By default, this will run three Boat instances. Each Boat instance has a frontend that provides API for users to manipulate:
curl -X GET 127.0.0.1:8080
Default ports are 8080, 8081 and 8082 for each instance respectively.
This gives a greeting message in plain text. The API also allows checking the status of the instance:
curl -X GET 127.0.0.1:8080/status
The response will be a JSON string that looks like:
{ "is_leader": true }
"is_leader"
tells whether this Boat instance is the Raft leader. In case you don't know about Raft, this is basically saying whether this instance can accept your predict request. You should always submit your request to the leader.
To submit a predict request, simply POST to the leader (the instance listening to 8082 for example):
curl -X POST -d '{ "input": "Hello" }' --header "Content-Type:application/json" 127.0.0.1:8082/predict
By default, Boat runs a model that does nothing but echoes the input. However, the result will not be responded to you. In the console that runs Boat, you may see something like:
19-05-08:21:58:19 INFO [boat.py:100] Boat 1: Request received from raft: {'time': '2019-05-08 21:58:19.668935', 'request': '{ "input": "Hello" }'}
19-05-08:21:58:19 INFO [boat.py:100] Boat 0: Request received from raft: {'time': '2019-05-08 21:58:19.668935', 'request': '{ "input": "Hello" }'}
19-05-08:21:58:19 INFO [boat.py:85] Boat 2: Request from API appended to state: {'time': '2019-05-08 21:58:19.668935', 'request': '{ "input": "Hello" }'}
19-05-08:21:58:19 INFO [boat.py:115] Boat 0: { "input": "Hello" } sent to clipper with status 200 and response:
{"query_id":0,"output":"b'Hello'","default":false}
19-05-08:21:58:19 INFO [boat.py:115] Boat 1: { "input": "Hello" } sent to clipper with status 200 and response:
{"query_id":0,"output":"b'Hello'","default":false}
19-05-08:21:58:19 INFO [boat.py:115] Boat 2: { "input": "Hello" } sent to clipper with status 200 and response:
{"query_id":0,"output":"b'Hello'","default":false}
To put it simple, the frontend of the leader replicates the request and synchronize with followers (first three lines).
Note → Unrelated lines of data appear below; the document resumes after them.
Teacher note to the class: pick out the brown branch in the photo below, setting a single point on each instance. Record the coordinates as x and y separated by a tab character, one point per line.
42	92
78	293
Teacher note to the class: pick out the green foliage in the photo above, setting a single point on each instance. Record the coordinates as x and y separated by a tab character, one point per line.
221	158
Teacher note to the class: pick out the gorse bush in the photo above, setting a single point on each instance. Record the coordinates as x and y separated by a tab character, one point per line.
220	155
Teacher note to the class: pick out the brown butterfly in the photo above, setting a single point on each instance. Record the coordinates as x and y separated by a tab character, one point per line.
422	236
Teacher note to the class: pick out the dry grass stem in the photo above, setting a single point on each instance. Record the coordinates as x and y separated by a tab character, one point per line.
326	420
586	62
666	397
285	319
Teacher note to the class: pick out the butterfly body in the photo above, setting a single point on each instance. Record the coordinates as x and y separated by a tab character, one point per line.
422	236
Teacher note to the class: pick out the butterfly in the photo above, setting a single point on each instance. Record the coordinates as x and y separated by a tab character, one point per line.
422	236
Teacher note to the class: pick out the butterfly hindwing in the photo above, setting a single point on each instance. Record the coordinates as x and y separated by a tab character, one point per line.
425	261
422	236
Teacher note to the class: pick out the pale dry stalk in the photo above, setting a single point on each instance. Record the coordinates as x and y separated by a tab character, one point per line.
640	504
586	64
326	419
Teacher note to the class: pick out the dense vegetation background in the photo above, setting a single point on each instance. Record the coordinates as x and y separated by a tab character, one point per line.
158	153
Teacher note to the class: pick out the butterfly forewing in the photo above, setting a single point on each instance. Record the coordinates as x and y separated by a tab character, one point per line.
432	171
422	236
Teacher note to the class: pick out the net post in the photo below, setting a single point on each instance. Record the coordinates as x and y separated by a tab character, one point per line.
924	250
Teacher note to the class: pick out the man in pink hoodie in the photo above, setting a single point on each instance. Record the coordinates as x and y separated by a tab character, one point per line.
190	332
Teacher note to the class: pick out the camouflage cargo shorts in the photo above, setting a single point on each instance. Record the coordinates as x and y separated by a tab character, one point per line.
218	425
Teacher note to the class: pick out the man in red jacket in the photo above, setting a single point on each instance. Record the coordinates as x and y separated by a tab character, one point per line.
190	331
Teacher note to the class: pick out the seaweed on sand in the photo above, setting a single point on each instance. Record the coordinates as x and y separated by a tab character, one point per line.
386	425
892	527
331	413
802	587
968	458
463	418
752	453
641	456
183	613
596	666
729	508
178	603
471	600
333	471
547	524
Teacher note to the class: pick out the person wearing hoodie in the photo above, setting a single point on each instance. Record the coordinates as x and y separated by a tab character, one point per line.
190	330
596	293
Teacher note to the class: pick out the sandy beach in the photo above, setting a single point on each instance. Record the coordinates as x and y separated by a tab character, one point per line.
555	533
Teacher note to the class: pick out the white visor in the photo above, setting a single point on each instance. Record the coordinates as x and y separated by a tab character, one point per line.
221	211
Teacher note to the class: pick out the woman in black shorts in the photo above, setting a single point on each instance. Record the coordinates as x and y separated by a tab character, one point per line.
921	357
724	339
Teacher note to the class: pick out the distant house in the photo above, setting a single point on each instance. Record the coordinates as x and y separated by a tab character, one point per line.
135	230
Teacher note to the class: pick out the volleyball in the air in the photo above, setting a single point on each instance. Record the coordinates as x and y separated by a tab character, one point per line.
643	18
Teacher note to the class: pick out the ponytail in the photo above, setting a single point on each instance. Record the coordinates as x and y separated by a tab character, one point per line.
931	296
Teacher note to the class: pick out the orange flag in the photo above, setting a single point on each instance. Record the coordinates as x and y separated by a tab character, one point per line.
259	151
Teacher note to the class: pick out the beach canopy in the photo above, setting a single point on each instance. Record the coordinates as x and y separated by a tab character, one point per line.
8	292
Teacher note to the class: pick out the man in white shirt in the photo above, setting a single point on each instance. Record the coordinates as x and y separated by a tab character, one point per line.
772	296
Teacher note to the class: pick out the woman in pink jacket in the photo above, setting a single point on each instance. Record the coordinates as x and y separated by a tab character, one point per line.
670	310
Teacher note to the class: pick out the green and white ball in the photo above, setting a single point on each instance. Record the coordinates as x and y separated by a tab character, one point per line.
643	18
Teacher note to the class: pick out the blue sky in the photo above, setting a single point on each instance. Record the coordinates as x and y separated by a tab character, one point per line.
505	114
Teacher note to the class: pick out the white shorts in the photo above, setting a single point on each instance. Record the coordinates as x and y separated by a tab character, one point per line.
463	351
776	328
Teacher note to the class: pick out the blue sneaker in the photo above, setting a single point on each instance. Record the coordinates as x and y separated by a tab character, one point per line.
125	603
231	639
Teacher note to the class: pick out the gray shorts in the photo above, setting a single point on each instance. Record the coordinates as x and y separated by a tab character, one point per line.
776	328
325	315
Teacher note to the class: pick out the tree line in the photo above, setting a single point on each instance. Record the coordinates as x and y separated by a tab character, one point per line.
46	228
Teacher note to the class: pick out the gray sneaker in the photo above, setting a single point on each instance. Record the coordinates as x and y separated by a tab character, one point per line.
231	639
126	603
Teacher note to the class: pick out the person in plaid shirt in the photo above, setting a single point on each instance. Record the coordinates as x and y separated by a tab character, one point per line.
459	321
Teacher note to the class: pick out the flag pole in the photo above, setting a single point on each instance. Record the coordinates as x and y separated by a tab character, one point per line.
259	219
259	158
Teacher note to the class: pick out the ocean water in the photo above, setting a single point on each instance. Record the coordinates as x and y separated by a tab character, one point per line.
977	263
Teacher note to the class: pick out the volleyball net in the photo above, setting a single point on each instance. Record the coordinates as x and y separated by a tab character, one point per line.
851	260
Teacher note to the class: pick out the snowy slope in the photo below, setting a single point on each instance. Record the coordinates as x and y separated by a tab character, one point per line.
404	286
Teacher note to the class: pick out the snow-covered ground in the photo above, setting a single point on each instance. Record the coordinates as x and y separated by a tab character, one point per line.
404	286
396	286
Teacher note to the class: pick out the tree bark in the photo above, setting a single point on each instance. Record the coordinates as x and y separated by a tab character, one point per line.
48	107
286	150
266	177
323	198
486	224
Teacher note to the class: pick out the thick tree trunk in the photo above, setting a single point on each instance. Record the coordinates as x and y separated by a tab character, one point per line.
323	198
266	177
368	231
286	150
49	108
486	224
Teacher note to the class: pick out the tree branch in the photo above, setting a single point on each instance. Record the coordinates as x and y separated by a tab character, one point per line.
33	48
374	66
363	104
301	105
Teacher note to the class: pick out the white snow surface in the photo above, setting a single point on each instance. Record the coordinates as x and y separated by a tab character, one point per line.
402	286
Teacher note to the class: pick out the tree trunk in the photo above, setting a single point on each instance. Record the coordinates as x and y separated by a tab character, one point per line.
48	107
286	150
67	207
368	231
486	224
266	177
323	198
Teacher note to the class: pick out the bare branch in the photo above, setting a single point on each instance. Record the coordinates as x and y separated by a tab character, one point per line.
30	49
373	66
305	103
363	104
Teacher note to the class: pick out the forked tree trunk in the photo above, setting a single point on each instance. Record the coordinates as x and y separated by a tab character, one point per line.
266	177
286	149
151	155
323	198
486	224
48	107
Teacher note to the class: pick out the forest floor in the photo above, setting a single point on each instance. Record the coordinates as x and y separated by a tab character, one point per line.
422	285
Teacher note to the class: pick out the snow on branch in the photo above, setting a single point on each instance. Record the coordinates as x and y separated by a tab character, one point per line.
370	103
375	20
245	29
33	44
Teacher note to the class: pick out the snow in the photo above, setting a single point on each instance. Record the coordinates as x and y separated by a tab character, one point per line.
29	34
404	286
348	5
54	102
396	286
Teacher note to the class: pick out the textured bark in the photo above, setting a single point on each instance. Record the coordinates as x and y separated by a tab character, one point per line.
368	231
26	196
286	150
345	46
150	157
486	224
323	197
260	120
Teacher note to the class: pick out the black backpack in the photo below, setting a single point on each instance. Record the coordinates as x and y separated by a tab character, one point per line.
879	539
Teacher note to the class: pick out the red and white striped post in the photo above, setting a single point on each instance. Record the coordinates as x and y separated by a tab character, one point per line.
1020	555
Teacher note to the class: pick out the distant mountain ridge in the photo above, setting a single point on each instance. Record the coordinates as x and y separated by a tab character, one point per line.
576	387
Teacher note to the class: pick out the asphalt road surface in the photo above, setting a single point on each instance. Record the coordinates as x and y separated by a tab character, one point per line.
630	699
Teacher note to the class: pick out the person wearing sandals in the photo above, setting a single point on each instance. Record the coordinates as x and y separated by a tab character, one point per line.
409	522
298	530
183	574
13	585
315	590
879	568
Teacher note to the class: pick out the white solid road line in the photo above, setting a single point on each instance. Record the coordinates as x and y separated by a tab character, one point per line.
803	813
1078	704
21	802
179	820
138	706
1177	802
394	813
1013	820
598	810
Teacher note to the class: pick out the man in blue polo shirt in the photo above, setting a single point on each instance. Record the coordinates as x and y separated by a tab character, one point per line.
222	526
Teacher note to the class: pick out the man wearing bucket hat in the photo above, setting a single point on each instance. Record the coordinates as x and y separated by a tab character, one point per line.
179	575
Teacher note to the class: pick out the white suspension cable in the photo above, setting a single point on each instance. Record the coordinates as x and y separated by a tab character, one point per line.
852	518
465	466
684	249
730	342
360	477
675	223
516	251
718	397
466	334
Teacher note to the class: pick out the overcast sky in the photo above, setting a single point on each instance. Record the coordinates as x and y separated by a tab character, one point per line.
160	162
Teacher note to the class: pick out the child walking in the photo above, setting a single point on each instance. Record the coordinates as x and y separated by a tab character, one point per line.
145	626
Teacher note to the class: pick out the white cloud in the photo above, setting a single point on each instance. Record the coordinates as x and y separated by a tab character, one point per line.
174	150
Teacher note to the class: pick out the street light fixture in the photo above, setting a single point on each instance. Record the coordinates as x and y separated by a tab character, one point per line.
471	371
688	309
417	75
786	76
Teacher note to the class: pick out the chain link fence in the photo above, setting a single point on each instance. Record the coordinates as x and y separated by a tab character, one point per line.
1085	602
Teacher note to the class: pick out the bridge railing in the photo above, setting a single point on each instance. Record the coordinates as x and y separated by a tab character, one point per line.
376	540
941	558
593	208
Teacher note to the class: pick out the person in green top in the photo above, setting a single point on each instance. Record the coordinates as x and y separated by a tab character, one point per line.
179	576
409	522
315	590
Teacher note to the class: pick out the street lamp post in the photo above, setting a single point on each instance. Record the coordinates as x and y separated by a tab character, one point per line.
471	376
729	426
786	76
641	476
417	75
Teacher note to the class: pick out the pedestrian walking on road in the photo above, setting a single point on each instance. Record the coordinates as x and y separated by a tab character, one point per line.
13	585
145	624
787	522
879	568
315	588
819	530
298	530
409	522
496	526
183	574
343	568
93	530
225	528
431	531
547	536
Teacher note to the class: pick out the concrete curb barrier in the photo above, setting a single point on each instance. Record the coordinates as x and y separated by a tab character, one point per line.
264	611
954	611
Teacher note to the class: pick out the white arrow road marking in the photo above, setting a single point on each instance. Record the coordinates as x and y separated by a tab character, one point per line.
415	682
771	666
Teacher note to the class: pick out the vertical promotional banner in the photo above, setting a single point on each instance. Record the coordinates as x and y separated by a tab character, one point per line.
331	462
After that, the request is forwarded to the Clipper backend to get the response JSON string(last three lines).
To quit, send ctrl-c
to the console. Boat will automatially clean up all the docker containers, networks and images that Clipper usually leaves. If this is somehow not aborted, manually execute:
chmod u+x reset.sh
# Need to specify which Clipper instance to reset
./reset.sh NODE_ID
Each module in Boat is highly cohesive. Clipper is essentially independent from Raft. To deploy complex models, you may modify clipper.py
following the documentation of Clipper.
Boat instances automatically restarts on failure. The requests will be automatically synchronized from living nodes and replayed. For evaluation purposes, an API is implemented for active failure of nodes. For example, to fail Boat 2, simply execute:
curl -X POST -d '{ "cmd": "exit" }' --header "Content-Type:application/json" 127.0.0.1:8082/control
It will restart after finishing the clean-up.